Наконец показались домики храмовых ремесленников и гостиницы для
приезжих, явившихся замаливать свои грехи, беленые стены обступили дорогу,
щебет птиц сменился голосами женщин и грохотом вальков, выколачивающих
белье, предместье уже вполне проснулось, под высокой аркой хлебной
мастерской полуголый человек в белом переднике оттискивал на сырых
лепешках государственную печать, рядом дышало горлышко раскаленной печи, в
лавке напротив резали козу, и женщины уже собрались вокруг, споря о лучшем
куске.
Бьернссон свернул в тупичок, ведущий к гостинице Идона, и сразу
понял, что дело плохо. Возле беленых ворот толпились женщины с кувшинами в
руках, прибежавшие от ближнего колодца, а сбоку стоял паланкин с крытым
верхом Возле паланкина в землю был воткнут сторожевой веер с красивой
надписью "Управа аравана Фрасака". Бьернссон хотел повернуться, но поздно:
"Вот он, колдун!" - раздалось сверху, и в тот же миг на яшмового аравана
накинули веревку.
Через полчаса яшмовый араван въезжал в город в бамбуковой клетке.
Белый балахон его был от ворота и до подола залит кровью - стражники
зарезали над ним гуся, что считалось лучшим средством от колдовства.
- Лейте больше, - распорядился сотник аравана Фрасака, а то будет то
же, что в Белоснежной управе! Ведь это такой вредный колдун, он не только
на фениксах летает, он и в земле дырку делает!

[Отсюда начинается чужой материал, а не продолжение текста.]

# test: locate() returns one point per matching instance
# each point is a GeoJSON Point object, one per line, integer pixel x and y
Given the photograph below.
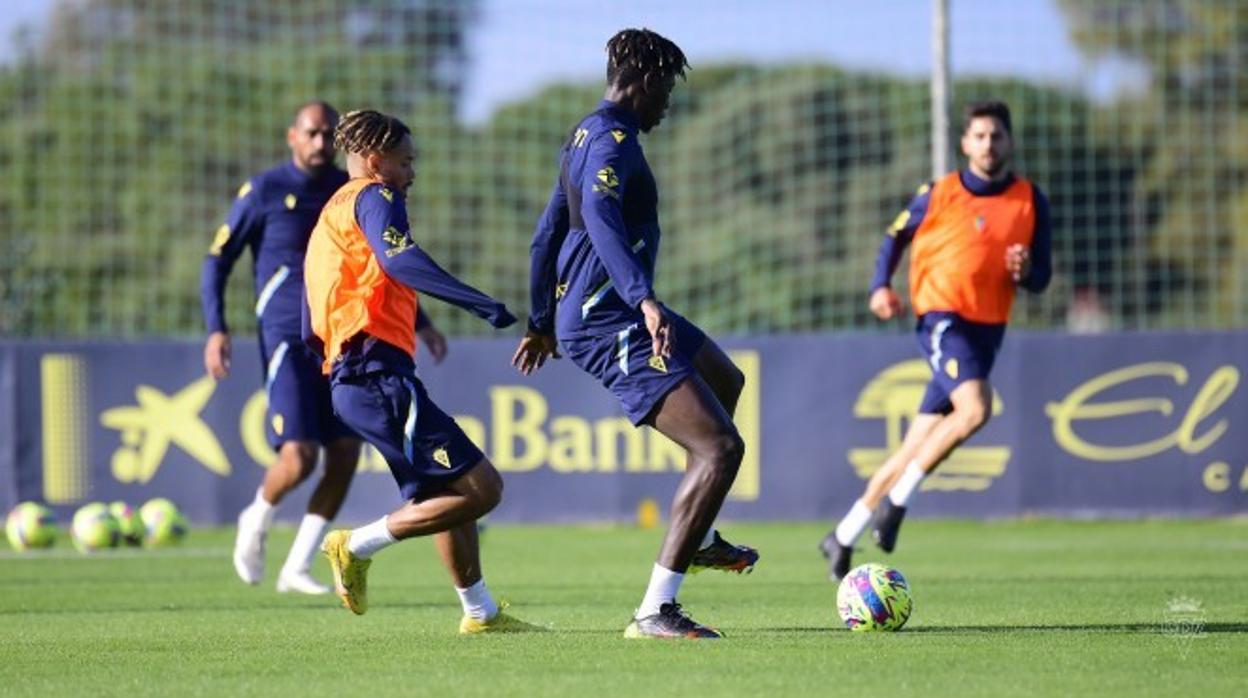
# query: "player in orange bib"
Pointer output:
{"type": "Point", "coordinates": [362, 272]}
{"type": "Point", "coordinates": [976, 236]}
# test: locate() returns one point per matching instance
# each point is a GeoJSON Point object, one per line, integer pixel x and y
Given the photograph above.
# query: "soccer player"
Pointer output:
{"type": "Point", "coordinates": [592, 277]}
{"type": "Point", "coordinates": [362, 275]}
{"type": "Point", "coordinates": [977, 235]}
{"type": "Point", "coordinates": [273, 215]}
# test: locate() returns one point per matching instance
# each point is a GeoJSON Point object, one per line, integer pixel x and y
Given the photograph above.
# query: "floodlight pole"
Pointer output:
{"type": "Point", "coordinates": [940, 88]}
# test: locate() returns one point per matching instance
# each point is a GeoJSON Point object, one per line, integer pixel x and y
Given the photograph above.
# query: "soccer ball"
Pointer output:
{"type": "Point", "coordinates": [162, 523]}
{"type": "Point", "coordinates": [30, 526]}
{"type": "Point", "coordinates": [129, 525]}
{"type": "Point", "coordinates": [94, 528]}
{"type": "Point", "coordinates": [874, 597]}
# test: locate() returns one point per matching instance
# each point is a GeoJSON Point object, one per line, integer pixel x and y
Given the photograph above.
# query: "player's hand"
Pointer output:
{"type": "Point", "coordinates": [1018, 262]}
{"type": "Point", "coordinates": [533, 351]}
{"type": "Point", "coordinates": [885, 304]}
{"type": "Point", "coordinates": [433, 341]}
{"type": "Point", "coordinates": [216, 355]}
{"type": "Point", "coordinates": [659, 326]}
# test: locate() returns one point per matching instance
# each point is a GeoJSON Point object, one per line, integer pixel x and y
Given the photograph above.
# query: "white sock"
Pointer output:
{"type": "Point", "coordinates": [664, 584]}
{"type": "Point", "coordinates": [708, 540]}
{"type": "Point", "coordinates": [307, 542]}
{"type": "Point", "coordinates": [906, 483]}
{"type": "Point", "coordinates": [477, 601]}
{"type": "Point", "coordinates": [370, 540]}
{"type": "Point", "coordinates": [854, 523]}
{"type": "Point", "coordinates": [261, 511]}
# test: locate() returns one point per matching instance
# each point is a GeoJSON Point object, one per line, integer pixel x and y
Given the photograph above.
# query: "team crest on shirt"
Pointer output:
{"type": "Point", "coordinates": [442, 457]}
{"type": "Point", "coordinates": [607, 182]}
{"type": "Point", "coordinates": [396, 241]}
{"type": "Point", "coordinates": [219, 240]}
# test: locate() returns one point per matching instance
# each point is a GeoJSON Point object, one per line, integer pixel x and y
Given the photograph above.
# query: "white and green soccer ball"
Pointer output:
{"type": "Point", "coordinates": [94, 528]}
{"type": "Point", "coordinates": [874, 597]}
{"type": "Point", "coordinates": [30, 525]}
{"type": "Point", "coordinates": [129, 525]}
{"type": "Point", "coordinates": [164, 525]}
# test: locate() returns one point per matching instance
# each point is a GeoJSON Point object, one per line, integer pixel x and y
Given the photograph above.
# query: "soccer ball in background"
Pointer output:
{"type": "Point", "coordinates": [30, 526]}
{"type": "Point", "coordinates": [162, 523]}
{"type": "Point", "coordinates": [94, 528]}
{"type": "Point", "coordinates": [874, 597]}
{"type": "Point", "coordinates": [129, 525]}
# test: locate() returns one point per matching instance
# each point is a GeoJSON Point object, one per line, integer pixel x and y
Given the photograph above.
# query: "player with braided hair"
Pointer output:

Тележка ехала по городу, покрякивая колесами. Невероятная весть об
аресте яшмового аравана распространилась с быстротой ветра, люди толпились
на улицах и вытягивали шеи. Кто-то бросил стражникам под ноги дынную
корку, стражник погнался за обидчиком, но завяз в толпе.
Наконец въехали в ворота аравановой управы. Ворота были увиты спелым
виноградом, и на левом столбе блестела золотая табличка с именем
бога-хранителя Харайна. Солнце важно вышагивало по небу, как красноклювый
журавль. Посереди двора, у каменной галереи, бил фонтан, и блестящие
шарики, красные и желтые, прыгали в струе. Сотник вытащил колдуна из
клетки, и кровь с платья Бьернссона стала капать прямо на мраморные плиты
пола.
- На колени, - собачье семя, - громко возгласил сотник, пихнул
Бьернссона в ребра и тихо добавил: "Будешь знать, как пировать с
изменником Ханалаем". "Вот - подумал Бьернссон, - этого-то я всегда и
боялся - попасть между двумя большими чиновниками. Ведь этот Фрасак,
пожалуй, добьется признания и в том, что я улетел из Белоснежной управы на
повозке с фениксами, и в том, что молнию на амасский склад тоже я
напустил".
А такое признание многого стоило, Бьернссон в этом не сомневался.
Атмосфера в стране изменилась ужасно, изменилась за месяц. Еще летом
просвещенные чиновники смеялись над россказнями о колдунах. А уже месяц
назад, в столице, во время бунта, - или революции, - заклинания, судя по
слухам, были одной из действеннейших форм политической пропаганды.